A review by ricardoreading
Doorbells at Dusk by Evans Light, Joshua Viola, Ian Welke, Josh Malerman, Gregor Xane, Chad Lutzke, Sean Eads, Jason Parent, Amber Fallon, Adam Light, Curtis M. Lawson, Joe Koch, Charles Gramlich, Lisa Lepovetsky, Thomas Vaughn

3.0

Anthologies are, almost by definition, a mixed bag, which is both their blessing and their curse. The sheer diversity of the stories held within them can be, in my experience anyway, extremely refreshing or ridiculously frustrating.

My reading of this book swung more towards the latter. I finished this book feeling like... I had just finished a book. Which is really a poor thing to feel after putting one down.
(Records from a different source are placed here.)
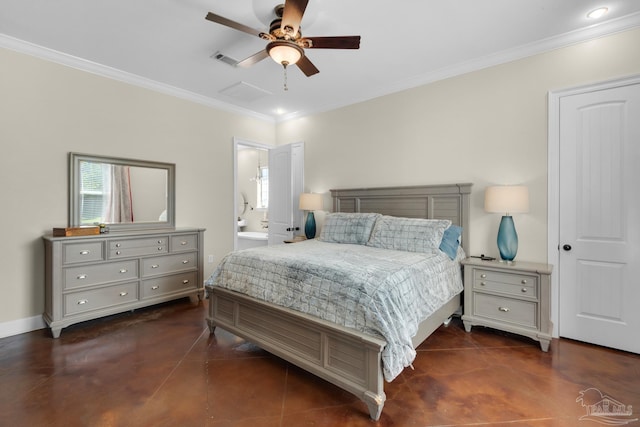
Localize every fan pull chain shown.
[282,61,289,90]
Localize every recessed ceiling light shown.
[587,7,609,19]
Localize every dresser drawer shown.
[62,241,104,264]
[64,282,138,316]
[170,233,198,252]
[473,292,538,329]
[62,260,138,289]
[109,236,169,259]
[473,269,538,299]
[141,271,198,299]
[142,252,198,277]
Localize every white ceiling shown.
[0,0,640,121]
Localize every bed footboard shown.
[207,287,386,420]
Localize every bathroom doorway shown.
[233,138,272,250]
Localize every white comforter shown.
[205,240,464,381]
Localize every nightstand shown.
[462,258,553,351]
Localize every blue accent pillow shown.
[440,225,462,259]
[319,212,380,245]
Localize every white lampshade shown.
[484,185,529,214]
[267,40,303,65]
[298,193,322,211]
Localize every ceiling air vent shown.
[211,52,238,67]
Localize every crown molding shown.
[277,12,640,122]
[5,9,640,123]
[0,34,275,123]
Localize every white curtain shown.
[103,165,133,223]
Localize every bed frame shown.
[207,184,471,420]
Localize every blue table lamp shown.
[299,193,322,239]
[484,185,529,261]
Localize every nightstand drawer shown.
[473,292,538,329]
[473,269,538,299]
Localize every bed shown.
[205,184,471,420]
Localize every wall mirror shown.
[69,153,175,231]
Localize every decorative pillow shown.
[319,212,380,245]
[367,216,451,252]
[440,225,462,259]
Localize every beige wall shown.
[276,30,640,262]
[0,30,640,332]
[0,49,275,332]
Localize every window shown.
[80,162,109,225]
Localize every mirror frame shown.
[69,152,176,231]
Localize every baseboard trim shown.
[0,316,47,338]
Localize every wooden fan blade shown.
[280,0,309,36]
[296,55,320,77]
[206,12,262,37]
[302,36,360,49]
[236,49,269,68]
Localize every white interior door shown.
[557,84,640,353]
[269,142,304,245]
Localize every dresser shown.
[462,258,553,351]
[43,228,204,338]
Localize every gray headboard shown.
[331,184,473,250]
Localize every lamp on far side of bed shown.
[299,193,322,239]
[484,185,529,261]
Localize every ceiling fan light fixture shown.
[267,40,304,66]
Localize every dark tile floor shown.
[0,300,640,427]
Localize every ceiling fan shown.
[206,0,360,80]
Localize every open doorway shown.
[233,138,271,250]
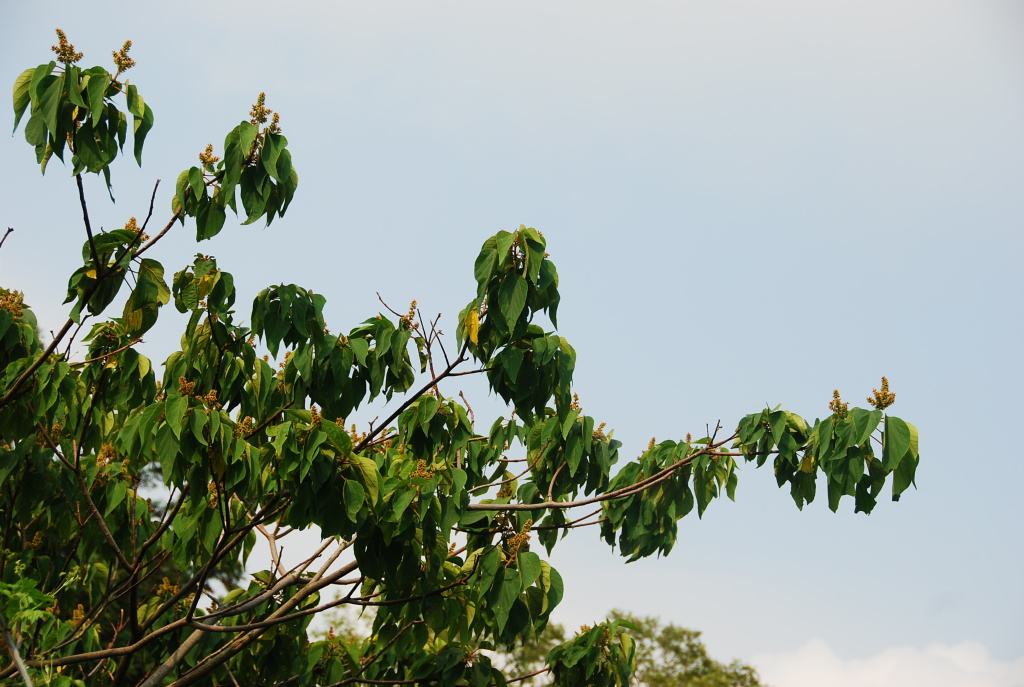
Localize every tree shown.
[0,31,919,687]
[503,610,762,687]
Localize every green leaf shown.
[11,70,35,132]
[133,96,155,166]
[352,456,380,504]
[345,479,366,522]
[39,77,63,138]
[515,551,541,592]
[164,396,188,439]
[882,417,910,470]
[85,71,111,126]
[498,274,529,332]
[490,573,519,633]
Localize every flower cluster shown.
[249,93,273,124]
[156,577,180,596]
[828,389,850,420]
[50,29,82,66]
[199,143,220,165]
[0,289,25,318]
[111,41,135,75]
[233,415,253,436]
[509,519,534,562]
[398,300,420,330]
[867,377,896,411]
[409,459,436,479]
[124,217,150,241]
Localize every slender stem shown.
[352,342,469,453]
[0,611,33,687]
[75,174,106,282]
[68,337,142,368]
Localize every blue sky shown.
[0,0,1024,687]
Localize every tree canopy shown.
[483,610,764,687]
[0,31,919,687]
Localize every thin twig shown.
[138,179,160,237]
[0,611,33,687]
[68,337,142,368]
[75,174,106,280]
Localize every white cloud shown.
[752,639,1024,687]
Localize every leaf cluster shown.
[0,34,918,687]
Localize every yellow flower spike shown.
[466,308,480,345]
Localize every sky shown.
[0,0,1024,687]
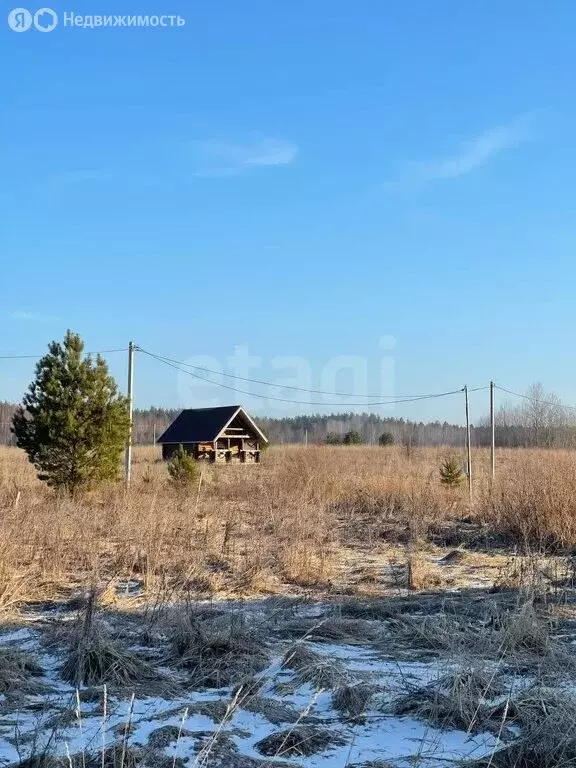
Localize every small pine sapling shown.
[440,457,464,488]
[168,445,196,486]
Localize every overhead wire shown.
[0,347,128,360]
[494,384,576,411]
[137,347,468,407]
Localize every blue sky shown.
[0,0,576,421]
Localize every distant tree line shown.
[0,384,576,450]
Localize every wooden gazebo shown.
[156,405,268,463]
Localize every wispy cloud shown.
[193,138,298,176]
[9,309,58,323]
[394,117,528,186]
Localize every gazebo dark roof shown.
[156,405,268,444]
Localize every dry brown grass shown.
[0,446,576,612]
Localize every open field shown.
[0,446,576,768]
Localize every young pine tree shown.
[168,445,196,487]
[12,331,130,494]
[440,457,464,488]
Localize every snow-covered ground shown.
[0,601,564,768]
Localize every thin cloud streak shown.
[392,118,528,187]
[9,309,58,323]
[193,138,298,177]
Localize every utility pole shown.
[464,386,472,501]
[490,381,496,480]
[125,341,136,485]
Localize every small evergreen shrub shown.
[440,457,464,488]
[378,432,394,447]
[168,445,196,486]
[344,429,364,445]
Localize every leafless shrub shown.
[256,725,345,757]
[172,615,268,688]
[332,683,376,720]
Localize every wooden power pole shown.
[464,386,472,501]
[125,341,136,485]
[490,381,496,480]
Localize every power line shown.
[138,347,468,407]
[137,347,476,405]
[494,384,576,411]
[0,347,128,360]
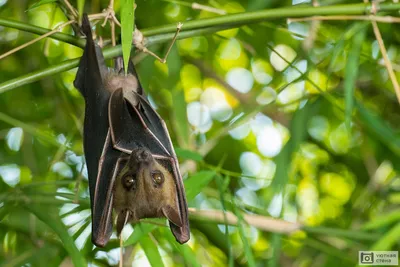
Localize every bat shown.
[74,14,190,247]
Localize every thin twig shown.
[192,3,227,15]
[287,15,400,23]
[364,0,400,103]
[0,20,75,59]
[372,21,400,103]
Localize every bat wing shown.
[74,14,117,246]
[109,89,190,243]
[108,89,171,156]
[92,132,128,247]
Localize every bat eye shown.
[151,172,164,185]
[122,175,136,189]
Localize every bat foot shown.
[176,22,183,31]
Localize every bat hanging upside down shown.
[74,14,190,247]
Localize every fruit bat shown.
[74,14,190,247]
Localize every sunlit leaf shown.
[121,0,135,74]
[184,171,215,201]
[139,235,164,267]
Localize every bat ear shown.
[162,205,183,227]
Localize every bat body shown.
[74,14,190,246]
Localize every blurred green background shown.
[0,0,400,266]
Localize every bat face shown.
[113,148,182,236]
[74,14,190,247]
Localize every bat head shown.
[113,148,182,234]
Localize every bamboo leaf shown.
[121,0,135,74]
[362,210,400,230]
[356,102,400,155]
[184,171,215,201]
[344,23,366,131]
[25,205,87,267]
[175,147,203,162]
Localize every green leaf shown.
[172,90,191,149]
[124,223,157,247]
[121,0,135,74]
[362,210,400,230]
[160,228,201,267]
[25,205,87,267]
[25,0,57,12]
[370,223,400,250]
[344,24,366,130]
[184,171,215,201]
[356,102,400,155]
[175,147,203,162]
[139,235,164,266]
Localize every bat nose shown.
[132,148,153,162]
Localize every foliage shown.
[0,0,400,266]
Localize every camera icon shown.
[360,252,374,263]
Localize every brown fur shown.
[113,148,182,232]
[105,73,139,93]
There are some nice stories here, though, ranging from the decent to the genuinely good: "The Rye-Mother" by Curtis M. Lawson does a good job of mixing fairy lore with Hallowe'en, turning out a bittersweet story about finding a place to belong. Editor Evans Light cranks up the schlocky fun with his own "Rusty Husk", which, like a thousand slasher films before it, finds amusement in the morbid. "Vigil" by Chad Lutzke, probably my favorite of the lot, is a surprisingly wholesome story about communities coming together after a tragedy. And Sean Eads and Joshua Viola's "Many Carvings" channels Goosebumps by way of The VVitch in a style I can only think of as "pastoral spooky."

The rest of the stories I found inoffensive but forgettable.